SC urged to list for early hearing petition against fake news and communal hatred

JAMIAT Ulema-e-Hind, one of the leading organizations of Islamic scholars belonging to the Deobandi school of thought, has approached the Supreme Court seeking an early hearing of its 2020 petition that seeks to direct the Union Government to stop the dissemination of fake news and take strict action against sections of the media spreading bigotry and communal hatred in relation to the communalising of the coronavirus pandemic in light of the Tablighi Jamaat (TJ) meeting held in New Delhi’s Nizamuddin area in March 2020.

The application, filed through Advocate-on-Record Ejaz Maqbool, states that the petition has assumed importance because elections to the Legislative Assemblies of five states are being conducted presently. 

“The dissemination of hate speech during electoral campaigns poses a grave threat to the peace and harmony in the country. The Court needs to give specific directions to control the dissemination of fake news and hate speeches and the matter needs to be heard urgently”, the application states.

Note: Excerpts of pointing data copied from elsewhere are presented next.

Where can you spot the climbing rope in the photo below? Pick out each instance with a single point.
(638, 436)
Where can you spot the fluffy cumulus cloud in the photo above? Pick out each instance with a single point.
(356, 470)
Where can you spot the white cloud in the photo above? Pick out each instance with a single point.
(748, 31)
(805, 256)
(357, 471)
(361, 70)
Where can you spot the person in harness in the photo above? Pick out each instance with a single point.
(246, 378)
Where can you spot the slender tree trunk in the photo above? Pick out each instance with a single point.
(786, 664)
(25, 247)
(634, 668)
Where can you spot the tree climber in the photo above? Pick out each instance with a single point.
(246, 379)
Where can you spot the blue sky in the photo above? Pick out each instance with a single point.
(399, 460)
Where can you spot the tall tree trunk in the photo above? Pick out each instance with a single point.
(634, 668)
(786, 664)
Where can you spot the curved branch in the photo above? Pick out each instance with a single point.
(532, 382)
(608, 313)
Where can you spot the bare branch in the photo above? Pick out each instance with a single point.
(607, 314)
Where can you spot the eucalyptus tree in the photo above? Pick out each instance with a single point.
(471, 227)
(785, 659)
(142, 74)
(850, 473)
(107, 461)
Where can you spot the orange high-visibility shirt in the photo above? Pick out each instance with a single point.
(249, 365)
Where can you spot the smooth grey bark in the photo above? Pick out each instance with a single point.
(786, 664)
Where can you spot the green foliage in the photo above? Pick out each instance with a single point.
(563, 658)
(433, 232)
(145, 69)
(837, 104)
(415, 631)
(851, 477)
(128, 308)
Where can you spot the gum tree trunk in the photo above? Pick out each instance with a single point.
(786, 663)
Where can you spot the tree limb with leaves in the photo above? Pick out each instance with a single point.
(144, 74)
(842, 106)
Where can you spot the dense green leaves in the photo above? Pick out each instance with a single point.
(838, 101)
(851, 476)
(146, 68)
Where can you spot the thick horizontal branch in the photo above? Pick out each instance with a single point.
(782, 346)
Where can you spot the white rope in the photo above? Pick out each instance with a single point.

The main petition was last heard on September 2, 2021, when the Court had granted liberty to the petitioner to amend the petition. Pursuant to the same, the petitioner amended the Writ Petition to assail the validity of the Cable Television Network (Amendment) Rules, 2021. However, the matter has not been listed since then.

In 2020, Jamiat had approached the Supreme Court seeking directions to prevent the communalization of the TJ event in Nizamuddin issue by certain sections of the print and electronic media. The plea had claimed that the media had communalised the TJ event in Nizamuddin, and that some sections of the print and electronic media had “demonised the entire Muslim community”.

In October 2020, the Court had slammed the union government for filing an ‘evasive’ and ‘brazen’ affidavit in the matter. It had observed that the affidavit did not deal with the applicability of the Cable Television Networks (Regulation) Act and the legal regime governing the dissemination of fake news by the media.

The affidavit filed by the Union Ministry of Information and Broadcasting said the petition made “vague assertions” based on certain fact-check sites to contend that the entire media was spreading communal disharmony. It added that the Centre had issued 743 orders blocking fake or misleading content on the coronavirus on social media.

Again in September last year, the Court expressed concern about the communal colour given to news even as it sharply criticized web portals and social media platforms for allowing the circulation of fake news, and for their failure to respond to judges.

They only worry about powerful men, the Chief Justice of India, N.V. Ramana had said, adding, “If you go to YouTube you can see how much fake news is there. Web portals are not governed by anything. There is an attempt to give communal colour to news and that is the problem. It ultimately brings a bad name to the country.”

Solicitor General Tushar Mehta was quick to respond to the court’s concerns by stating that the government had brought in the Information Technology (Guidelines for Intermediaries and Digital Media Ethics Code) Rules, 2021 to regulate web-portals and social media platforms. He said many petitions had been filed in the various high courts challenging the IT Rules, and the government had sought to transfer all the petitions to the top court. He urged the court to list the transfer petitions.

The Court had then directed the listing of all the petitions challenging the new IT Rules and those aggrieved by the communalisation of TJ matter – though these matters are dissimilar in their respective impacts- together.